His is a false choice, I'd argue, although I very much understand where he's coming from. I feel the dissonance, too, of writing about international efforts to limit greenhouse gas emissions and the plight of some besieged species or habitat -- sometimes in the same day -- and I've struggled with the question of where to position myself when, for example, a large-scale solar plant starts incinerating birds mid-flight.
Still, Franzen is at once overly optimistic about adaptation -- elsewhere, he argues that climate change is no existential threat, but "just the same old story writ larger" -- and a bit too dismissive of mitigation: the climate struggle, he essentially argues, is a lost cause. Few would argue with his assertion that conservation work carries more immediate results and, to the individual who undertakes it, can be more rewarding. But most would agree that it's also too soon to stop trying to reduce our contribution to the problem.
More compelling, then, is Franzen's argument that talking about conservation and climate in the same breath may no longer be a useful endeavor. "It’s not that we shouldn’t care whether global temperatures rise two degrees or four this century, or whether the oceans rise twenty inches or twenty feet; the differences matter immensely," he writes. "Nor should we fault any promising effort, by foundations or N.G.O.s or governments, to mitigate global warming or adapt to it. The question is whether everyone who cares about the environment is obliged to make climate the overriding priority. Does it make any practical or moral sense, when the lives and the livelihoods of millions of people are at risk, to care about a few thousand warblers colliding with a stadium?”

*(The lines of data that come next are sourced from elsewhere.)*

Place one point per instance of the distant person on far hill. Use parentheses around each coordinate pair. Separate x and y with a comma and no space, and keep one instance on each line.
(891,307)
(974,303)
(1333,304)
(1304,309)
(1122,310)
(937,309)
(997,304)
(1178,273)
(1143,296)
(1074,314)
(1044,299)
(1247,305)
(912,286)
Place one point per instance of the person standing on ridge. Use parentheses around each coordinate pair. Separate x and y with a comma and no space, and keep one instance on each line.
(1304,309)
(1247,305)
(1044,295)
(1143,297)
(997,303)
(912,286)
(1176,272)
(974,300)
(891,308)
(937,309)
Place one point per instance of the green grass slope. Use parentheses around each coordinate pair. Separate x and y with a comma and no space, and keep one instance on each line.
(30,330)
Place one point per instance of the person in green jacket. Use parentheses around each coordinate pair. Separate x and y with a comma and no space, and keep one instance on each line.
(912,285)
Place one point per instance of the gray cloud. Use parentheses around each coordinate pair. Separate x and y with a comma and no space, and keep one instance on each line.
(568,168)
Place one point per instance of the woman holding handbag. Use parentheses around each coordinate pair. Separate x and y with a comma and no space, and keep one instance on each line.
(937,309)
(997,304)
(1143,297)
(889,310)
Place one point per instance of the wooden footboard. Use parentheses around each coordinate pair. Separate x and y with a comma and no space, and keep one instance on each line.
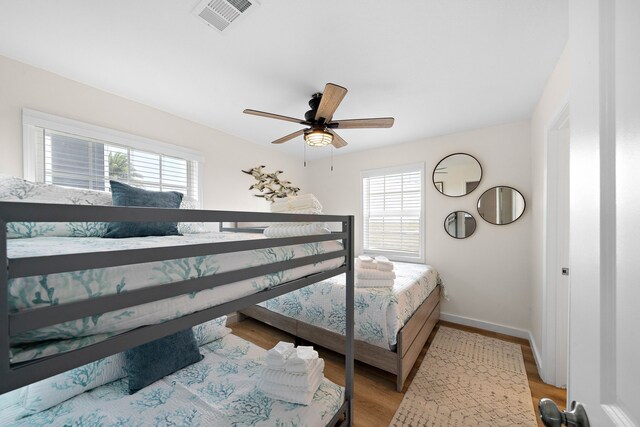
(411,338)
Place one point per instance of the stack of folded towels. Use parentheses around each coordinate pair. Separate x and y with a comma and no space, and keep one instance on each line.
(292,374)
(374,272)
(304,204)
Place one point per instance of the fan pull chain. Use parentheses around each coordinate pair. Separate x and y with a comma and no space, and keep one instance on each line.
(332,158)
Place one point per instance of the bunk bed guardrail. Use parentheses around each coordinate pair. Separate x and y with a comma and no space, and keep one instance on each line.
(21,374)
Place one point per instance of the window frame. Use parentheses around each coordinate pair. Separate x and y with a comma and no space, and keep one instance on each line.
(395,256)
(32,119)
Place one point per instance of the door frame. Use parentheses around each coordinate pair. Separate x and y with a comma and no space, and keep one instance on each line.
(550,309)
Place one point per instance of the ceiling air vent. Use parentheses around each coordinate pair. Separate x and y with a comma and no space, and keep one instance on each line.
(220,13)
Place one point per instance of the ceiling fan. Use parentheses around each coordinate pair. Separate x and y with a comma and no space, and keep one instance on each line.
(319,119)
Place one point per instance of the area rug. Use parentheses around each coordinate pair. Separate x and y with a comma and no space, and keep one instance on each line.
(468,379)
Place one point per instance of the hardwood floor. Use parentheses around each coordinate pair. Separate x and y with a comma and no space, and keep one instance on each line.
(375,396)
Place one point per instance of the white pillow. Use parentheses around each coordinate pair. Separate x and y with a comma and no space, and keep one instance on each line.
(190,227)
(13,189)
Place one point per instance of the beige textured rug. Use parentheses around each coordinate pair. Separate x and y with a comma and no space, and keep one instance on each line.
(468,380)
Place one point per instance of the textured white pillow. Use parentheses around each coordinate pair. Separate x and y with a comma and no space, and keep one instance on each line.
(13,189)
(190,227)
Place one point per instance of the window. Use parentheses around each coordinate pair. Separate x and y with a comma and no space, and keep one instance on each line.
(75,154)
(392,212)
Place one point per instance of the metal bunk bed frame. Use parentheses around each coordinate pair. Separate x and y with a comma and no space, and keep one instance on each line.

Franzen, of course, feels strongly that it does. The National Audobon Society does too, and calls Franzen's narrative "flawed." In a comment to Salon, Audubon CEO David Yarnold wrote: “Here’s what we do every day: We work to save birds and the places they need. We’re leading the fight to make the Vikings stadium safer for birds. We helped pass California’s law requiring non-lead ammunition for hunting. We’re fighting to restore the Gulf Coast and keep the Arctic safe for America’s birds. Climate change makes all those actions more urgent. And our studies show that all those actions by themselves aren’t enough."
But it could be worth asking whether it's time to start looking at the climate and conservation movements as two different entities. After all, the former has always struggled to receive attention, and will always be the provence of those who, like Franzen, prioritize preserving the wellbeing of non-human animals and the beauty of nature. The climate debate, on the other hand, is one that touches all humans, and has become large enough to potentially sway presidential elections.
One upside of divorcing the two would be that it might alleviate the perceived conflict between present threats and our imperiled future. After all, there should room enough in this world to care about both.